O Coringa não é só um filme assustador. É também pintura frenética. Acompanhada de concerto belo e atordoante de celo. O conjunto da obra do diretor, Todd Philips, captou o espírito do drama contemporâneo. Encapsulou o tempo social na digital do cinema.
Por isso, Gotham City está nas máscaras de palhaço usadas pelos manifestantes em Santiago do Chile. Está no sentimento de revolta com a desigualdade que abala capitais europeias. O Coringa virou metáfora de nossa época. Estilhaçada pelo medo do desemprego. Acossada pelo narcisismo. No qual parcelas da elite ignoram a pobreza marginal da sociedade.
A obra é um primor de concepção fílmica. Em que se superpõem três subtextos agudos e convergentes: o distúrbio mental do Coringa; a relação niilista na grande metrópole; e a falência fiscal do Estado atestada na falta de serviços públicos.
O Coringa recebeu em Joaquin Phoenix lapidação a ouro. Não apenas na expressão magnética, que ele exibe, pelo desgaste mental. Como no bailado combalido e preciso que ele executa. Num corpo magro, aparentemente frágil, que resiste aos impactos da violência sem freio. Um pássaro ferido.
O filme mostra como as relações humanas estão deformadas na aridez das grandes cidades. As pessoas estão enclausuradas em suas próprias necessidades. E obsessões. Não conseguem sair de si. E tocar o outro. Arrepiar-se com a alegria do outro. Emocionar-se com a tristeza do outro. Empatia amputada.
O filme exibe também a limitação financeira do Estado no século 21. Na suspensão de serviços de assistência social. No corte dos remédios que garantem a sanidade mínima do Coringa. Na paralisação da coleta de lixo da metrópole. Na desigualdade transparente que deflagra a insurgência em Gotham City. Como em cidades da Europa e da América Latina. Jardim devastado.
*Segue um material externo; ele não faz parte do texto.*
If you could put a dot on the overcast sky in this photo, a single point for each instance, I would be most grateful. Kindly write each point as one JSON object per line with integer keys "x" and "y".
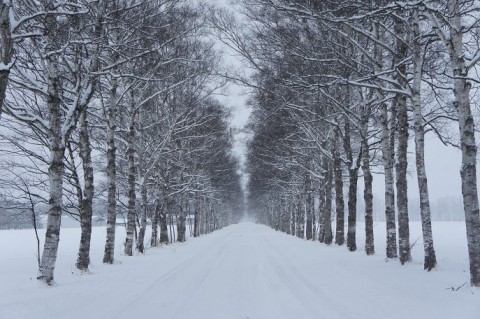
{"x": 442, "y": 163}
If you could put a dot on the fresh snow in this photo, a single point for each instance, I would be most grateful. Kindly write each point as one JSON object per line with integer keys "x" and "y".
{"x": 242, "y": 271}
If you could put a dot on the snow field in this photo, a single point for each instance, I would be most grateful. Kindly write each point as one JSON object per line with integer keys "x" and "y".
{"x": 242, "y": 271}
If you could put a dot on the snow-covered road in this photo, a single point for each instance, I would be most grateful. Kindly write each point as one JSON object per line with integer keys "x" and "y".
{"x": 244, "y": 271}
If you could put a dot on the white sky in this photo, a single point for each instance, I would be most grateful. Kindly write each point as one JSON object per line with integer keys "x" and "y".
{"x": 442, "y": 163}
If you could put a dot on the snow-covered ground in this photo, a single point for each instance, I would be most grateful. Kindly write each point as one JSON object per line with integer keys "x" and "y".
{"x": 242, "y": 271}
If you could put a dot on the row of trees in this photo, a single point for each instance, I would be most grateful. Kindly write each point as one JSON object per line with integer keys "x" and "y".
{"x": 122, "y": 88}
{"x": 338, "y": 88}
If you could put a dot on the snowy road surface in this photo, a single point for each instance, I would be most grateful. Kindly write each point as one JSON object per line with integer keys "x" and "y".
{"x": 243, "y": 271}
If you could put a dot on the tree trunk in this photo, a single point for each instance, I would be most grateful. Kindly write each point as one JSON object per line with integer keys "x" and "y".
{"x": 55, "y": 172}
{"x": 340, "y": 205}
{"x": 467, "y": 139}
{"x": 86, "y": 209}
{"x": 352, "y": 209}
{"x": 328, "y": 204}
{"x": 181, "y": 229}
{"x": 6, "y": 49}
{"x": 367, "y": 191}
{"x": 156, "y": 213}
{"x": 131, "y": 183}
{"x": 196, "y": 217}
{"x": 402, "y": 163}
{"x": 387, "y": 157}
{"x": 109, "y": 254}
{"x": 163, "y": 222}
{"x": 322, "y": 201}
{"x": 143, "y": 222}
{"x": 300, "y": 213}
{"x": 308, "y": 208}
{"x": 430, "y": 260}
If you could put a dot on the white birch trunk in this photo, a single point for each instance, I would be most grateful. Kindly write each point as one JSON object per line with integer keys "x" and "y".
{"x": 132, "y": 198}
{"x": 87, "y": 201}
{"x": 340, "y": 205}
{"x": 109, "y": 253}
{"x": 467, "y": 139}
{"x": 429, "y": 251}
{"x": 400, "y": 105}
{"x": 6, "y": 48}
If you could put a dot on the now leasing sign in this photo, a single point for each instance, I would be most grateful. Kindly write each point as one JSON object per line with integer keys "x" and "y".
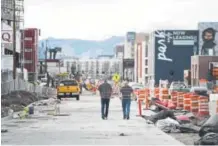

Gotham City é extração metafórica de Nova York, Hong Kong, Budapeste, Ancara, Caracas. Consequência de política sem visão social. Implementada, nos anos 80, pela dupla Tatcher/Reagan. O resultado de ausente política socialmente redistributiva é este. Uma sociedade cronicamente desigual.
Por sua vez, a arte é transcendente. E decanta a realidade. Quando a manhã nega o sol, temos o azul da tarde. A utopia é um ponto no horizonte. Onde se acha o arco íris da invenção. E onde o cineasta encontra inspiração para contar a história do mundo. Com talento.
Texto brilhante, amigo Luiz Otavio!
Luiz Otavio, você mostra conhecer aqui bastante da chamada gramática do cinema. Fiquei até com vontade de rever o filme.
Um abraço,
Fernando
Resenha linda. Só vi agora, quando apareceram as discussões sobre o Oscar.